Derivative of argmin in a constrained problem

Entire books have been written about this subject. See for example:

Bonnans, J. Frédéric, and Alexander Shapiro. Perturbation analysis of optimization problems. Springer Science & Business Media, 2013.

Fiacco, A. V. Introduction to Sensitivity and Stability Analysis in Nonlinear Programming. Academic Press New York. 1983.

The basic idea here is that under conditions of smoothness and constraint qualification, for fixed $y$, any minimum of the constrained optimization problem will satisfy the KKT conditions, which are a system of $m+n$ nonlinear equations in $m+n$ unknowns ($n$ for the variables $x$, and $m$ for the Lagrange multipliers.) If the solution to the KKT conditions is isolated, and the perturbations of the constraints are smooth, then you can apply the implicit function theorem to the solution of the KKT conditions to show that the optimal $x^{*}$ and $\lambda^{*}$ are locally smooth functions of $y$. You can then solve a linear system of $m+n$ equations in $m+n$ unknowns to find the derivatives with respect to a change in $y_{i}$.

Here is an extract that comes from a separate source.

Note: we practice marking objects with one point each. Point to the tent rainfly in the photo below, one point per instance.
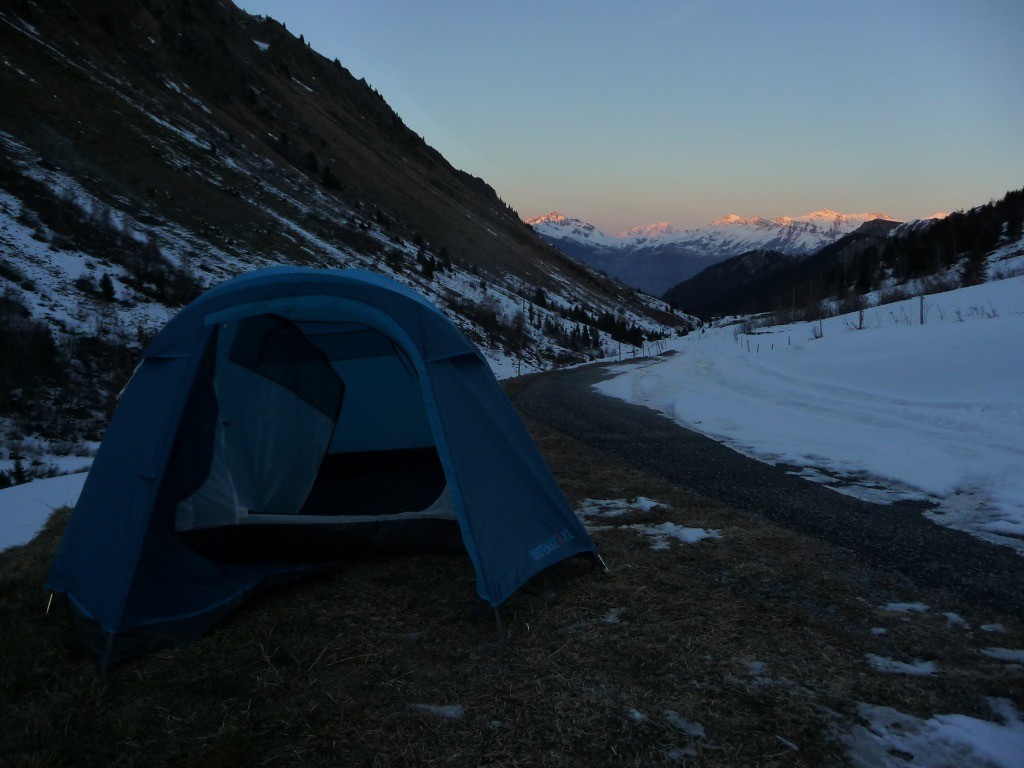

However, if the solution to the KKT conditions is not isolated (e.g. if there are multiple sets of Lagrange multipliers that work), then the derivatives that you seek may not exist.

The references that I've given above state rigorous theorems. We would have to know more about your particular problem to determine whether the theory is applicable to your problems.

The particular case of sensitivity analysis for parameterized linear programming problems is also well understood and you can find discussions of it in many textbooks on LP.


The specific case of $x$ and $y$ both being one-dimensional real variables is simpler than the multidimensional picture. In particular, there is no need for Lagrange multiplier, as it is often easiest to reason without them. (Lagrange multipliers are formally valid in 1D but useless. If you want more details on why this is so, please ask a separate question unless there is one already.)

Let $h_b$ be the function you defined, now making the parameter $b$ explicit.

The argument I gave in response to an earlier question shows that if $f$ is twice continuously differentiable, the minimum is unique, and $\partial_1^2f(h_\infty(y),y)>0$ for all $y$, then $h_\infty$ is continuously differentiable with $$ h_\infty'(y) = -\frac{\partial_2\partial_1f(h_\infty(y),y)}{\partial_1^2f(h_\infty(y),y)}. $$ This was for the unconstrained problem.

If $h_\infty(y)<b$, then $h_\infty(y)=h_b(y)$. By continuity if this is valid at a point $y$, it will be valid in a neighborhood. In this case $h_\infty'(y)=h_b'(y)$. If the minimizer is in the interior of the domain, it all behaves as if there was no constraint. This is a typical feature.

However, bear in mind that the formula for the unconstrained case required a twice continuously differentiable function to start with. With only one derivative I foresee trouble, and things can go awry.

If you are at the boundary (again assuming a global minimum for all $y$), then there are two possible cases:

  1. $\partial_1f(h_b(y),y)<0$

  2. $\partial_1f(h_b(y),y)=0$

The case with $>$ is impossible, as then you could never be at a minimum at the endpoint of the interval. In case 1 the derivative of the condition will continue to be negative in a small neighborhood, and the minimizer will stay at the boundary when you vary $y$ a little. Thus $h_b(y)=b$ for $y$ in some open interval and so $h_b'=0$ at the point.

In case 2 differentiability can fail. Take, for example, $f(x,y)=(x-y)^2$, for which $$ h_b(y) = \begin{cases} y, & y \leq b\\ b, & y \geq b. \end{cases} $$ This function is continuous but not differentiable across the point $y=b$ where you have the "transition type" between interior minimizers and stable boundary minimizers (case 1).